MCP

Commands for integrating Model Context Protocol (MCP) servers with your AI-powered development workflow. Set up well-known MCP servers and create custom servers to extend LLM capabilities.

Plugin Target

Simplify integration of MCP servers into your development workflow.

Overview

The MCP (Model Context Protocol) plugin helps you integrate MCP servers into your development environment. MCP is an open protocol that enables AI assistants to interact with external services, databases, and tools through a standardized interface.
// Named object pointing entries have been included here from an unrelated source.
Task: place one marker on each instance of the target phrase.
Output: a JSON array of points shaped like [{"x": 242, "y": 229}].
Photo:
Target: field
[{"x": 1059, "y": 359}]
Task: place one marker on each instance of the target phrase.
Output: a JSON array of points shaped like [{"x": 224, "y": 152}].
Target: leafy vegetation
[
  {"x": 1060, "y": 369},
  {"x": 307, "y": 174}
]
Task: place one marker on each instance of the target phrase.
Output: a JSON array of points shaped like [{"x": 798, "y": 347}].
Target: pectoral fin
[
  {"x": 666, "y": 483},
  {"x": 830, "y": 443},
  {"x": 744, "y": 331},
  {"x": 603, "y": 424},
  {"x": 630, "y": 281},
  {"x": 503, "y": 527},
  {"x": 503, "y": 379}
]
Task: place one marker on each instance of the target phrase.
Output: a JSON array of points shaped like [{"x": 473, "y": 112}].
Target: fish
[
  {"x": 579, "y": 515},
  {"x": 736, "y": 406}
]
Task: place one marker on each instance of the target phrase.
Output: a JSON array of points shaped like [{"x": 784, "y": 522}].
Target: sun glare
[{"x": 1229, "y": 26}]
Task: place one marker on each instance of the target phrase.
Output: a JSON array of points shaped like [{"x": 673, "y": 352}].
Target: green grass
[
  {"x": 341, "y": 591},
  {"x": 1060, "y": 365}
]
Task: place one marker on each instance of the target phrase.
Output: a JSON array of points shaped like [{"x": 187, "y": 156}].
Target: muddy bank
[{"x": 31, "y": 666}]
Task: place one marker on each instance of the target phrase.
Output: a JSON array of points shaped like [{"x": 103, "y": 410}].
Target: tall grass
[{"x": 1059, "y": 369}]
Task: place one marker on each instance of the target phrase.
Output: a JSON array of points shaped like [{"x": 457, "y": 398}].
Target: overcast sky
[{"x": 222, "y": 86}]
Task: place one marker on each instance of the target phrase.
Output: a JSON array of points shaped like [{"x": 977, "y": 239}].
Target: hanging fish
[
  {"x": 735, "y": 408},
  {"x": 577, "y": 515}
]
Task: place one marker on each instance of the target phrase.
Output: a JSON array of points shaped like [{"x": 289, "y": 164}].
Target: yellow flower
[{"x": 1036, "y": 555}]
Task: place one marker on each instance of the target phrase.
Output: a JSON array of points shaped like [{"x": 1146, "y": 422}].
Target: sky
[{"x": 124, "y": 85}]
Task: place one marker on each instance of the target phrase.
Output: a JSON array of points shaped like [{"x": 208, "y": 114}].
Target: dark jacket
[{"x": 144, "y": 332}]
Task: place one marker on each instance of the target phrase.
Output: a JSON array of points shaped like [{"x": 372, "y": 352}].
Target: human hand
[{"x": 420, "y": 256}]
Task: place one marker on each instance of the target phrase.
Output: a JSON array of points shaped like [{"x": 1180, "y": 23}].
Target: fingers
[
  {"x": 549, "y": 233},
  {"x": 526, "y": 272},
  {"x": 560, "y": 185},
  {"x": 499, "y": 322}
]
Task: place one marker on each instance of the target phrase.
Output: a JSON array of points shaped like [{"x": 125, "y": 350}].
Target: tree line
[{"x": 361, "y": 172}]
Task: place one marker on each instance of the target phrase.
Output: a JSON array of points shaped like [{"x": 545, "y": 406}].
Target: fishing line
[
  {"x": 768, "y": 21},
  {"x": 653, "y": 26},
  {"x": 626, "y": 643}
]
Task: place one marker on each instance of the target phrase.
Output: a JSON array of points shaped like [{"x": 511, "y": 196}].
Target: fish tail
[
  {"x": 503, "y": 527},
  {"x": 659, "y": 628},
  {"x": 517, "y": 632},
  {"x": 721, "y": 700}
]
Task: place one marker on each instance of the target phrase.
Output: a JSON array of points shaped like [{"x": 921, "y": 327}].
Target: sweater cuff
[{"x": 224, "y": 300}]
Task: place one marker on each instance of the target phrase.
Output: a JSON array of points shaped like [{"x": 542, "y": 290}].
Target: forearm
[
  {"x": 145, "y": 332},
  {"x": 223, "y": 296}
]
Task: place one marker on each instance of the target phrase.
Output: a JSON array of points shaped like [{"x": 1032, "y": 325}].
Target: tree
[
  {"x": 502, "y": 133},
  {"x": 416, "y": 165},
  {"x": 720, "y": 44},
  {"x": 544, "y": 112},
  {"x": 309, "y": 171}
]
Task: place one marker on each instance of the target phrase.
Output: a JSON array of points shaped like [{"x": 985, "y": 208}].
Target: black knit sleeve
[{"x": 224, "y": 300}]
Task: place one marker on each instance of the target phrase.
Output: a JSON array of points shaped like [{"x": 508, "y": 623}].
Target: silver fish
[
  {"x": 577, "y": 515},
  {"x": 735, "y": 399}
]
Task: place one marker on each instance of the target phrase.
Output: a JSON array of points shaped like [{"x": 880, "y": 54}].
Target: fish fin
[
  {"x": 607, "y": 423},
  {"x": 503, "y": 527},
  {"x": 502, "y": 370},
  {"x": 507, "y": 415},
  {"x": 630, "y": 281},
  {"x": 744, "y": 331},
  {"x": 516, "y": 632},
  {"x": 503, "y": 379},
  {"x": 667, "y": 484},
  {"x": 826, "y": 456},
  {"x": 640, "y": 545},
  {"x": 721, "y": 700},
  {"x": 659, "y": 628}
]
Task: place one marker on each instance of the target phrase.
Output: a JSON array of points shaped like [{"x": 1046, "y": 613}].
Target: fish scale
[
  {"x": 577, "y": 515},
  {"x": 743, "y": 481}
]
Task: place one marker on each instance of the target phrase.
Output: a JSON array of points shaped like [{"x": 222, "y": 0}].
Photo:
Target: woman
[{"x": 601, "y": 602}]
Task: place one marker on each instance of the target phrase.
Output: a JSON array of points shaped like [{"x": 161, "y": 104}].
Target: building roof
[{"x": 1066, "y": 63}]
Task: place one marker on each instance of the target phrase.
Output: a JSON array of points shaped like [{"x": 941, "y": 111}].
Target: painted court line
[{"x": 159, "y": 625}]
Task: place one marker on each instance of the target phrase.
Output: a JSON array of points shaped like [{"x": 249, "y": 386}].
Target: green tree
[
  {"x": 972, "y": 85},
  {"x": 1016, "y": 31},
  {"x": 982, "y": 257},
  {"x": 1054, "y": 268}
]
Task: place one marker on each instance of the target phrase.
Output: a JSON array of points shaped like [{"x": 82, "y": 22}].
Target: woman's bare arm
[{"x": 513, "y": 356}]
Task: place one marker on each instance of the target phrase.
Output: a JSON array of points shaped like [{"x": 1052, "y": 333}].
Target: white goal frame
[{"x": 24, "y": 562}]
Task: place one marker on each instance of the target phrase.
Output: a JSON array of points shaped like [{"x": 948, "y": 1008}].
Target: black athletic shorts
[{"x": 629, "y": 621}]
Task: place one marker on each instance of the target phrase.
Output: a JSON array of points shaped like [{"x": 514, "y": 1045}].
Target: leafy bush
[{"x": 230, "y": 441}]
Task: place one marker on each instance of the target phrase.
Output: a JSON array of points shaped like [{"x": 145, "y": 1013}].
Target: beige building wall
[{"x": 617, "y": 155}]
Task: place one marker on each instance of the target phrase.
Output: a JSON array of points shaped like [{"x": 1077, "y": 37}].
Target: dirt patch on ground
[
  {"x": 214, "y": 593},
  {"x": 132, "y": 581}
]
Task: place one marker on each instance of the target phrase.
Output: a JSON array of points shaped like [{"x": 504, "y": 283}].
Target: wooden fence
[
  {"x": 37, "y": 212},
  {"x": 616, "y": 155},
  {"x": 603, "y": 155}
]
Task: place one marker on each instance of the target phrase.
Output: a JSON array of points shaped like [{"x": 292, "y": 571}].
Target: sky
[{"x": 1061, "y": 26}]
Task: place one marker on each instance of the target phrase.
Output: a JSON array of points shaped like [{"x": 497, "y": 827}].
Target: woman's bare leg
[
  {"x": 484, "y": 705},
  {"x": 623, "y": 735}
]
This plugin provides three key commands:

  1. Context7 MCP Setup - Access up-to-date documentation for any library or framework

  2. Serena MCP Setup - Enable semantic code analysis and symbol-based operations

  3. Build MCP - Create custom MCP servers for any service or API

Each command guides you through the MCP setup processes and updates your project's CLAUDE.md file to ensure consistent MCP usage across your team.

Quick Start

Open Claude Code in your project directory and run the following commands to setup MCP servers.

# Install the plugin
/plugin install mcp@NeoLabHQ/context-engineering-kit

# Set up documentation access for your project
> /mcp:setup-context7-mcp react, typescript, prisma

# Enable semantic code analysis
> /mcp:setup-serena-mcp

Usage Examples

Commands Overview

/mcp:setup-context7-mcp - Documentation Access

Set up Context7 MCP server to provide real-time access to library and framework documentation, eliminating hallucinations from outdated training data.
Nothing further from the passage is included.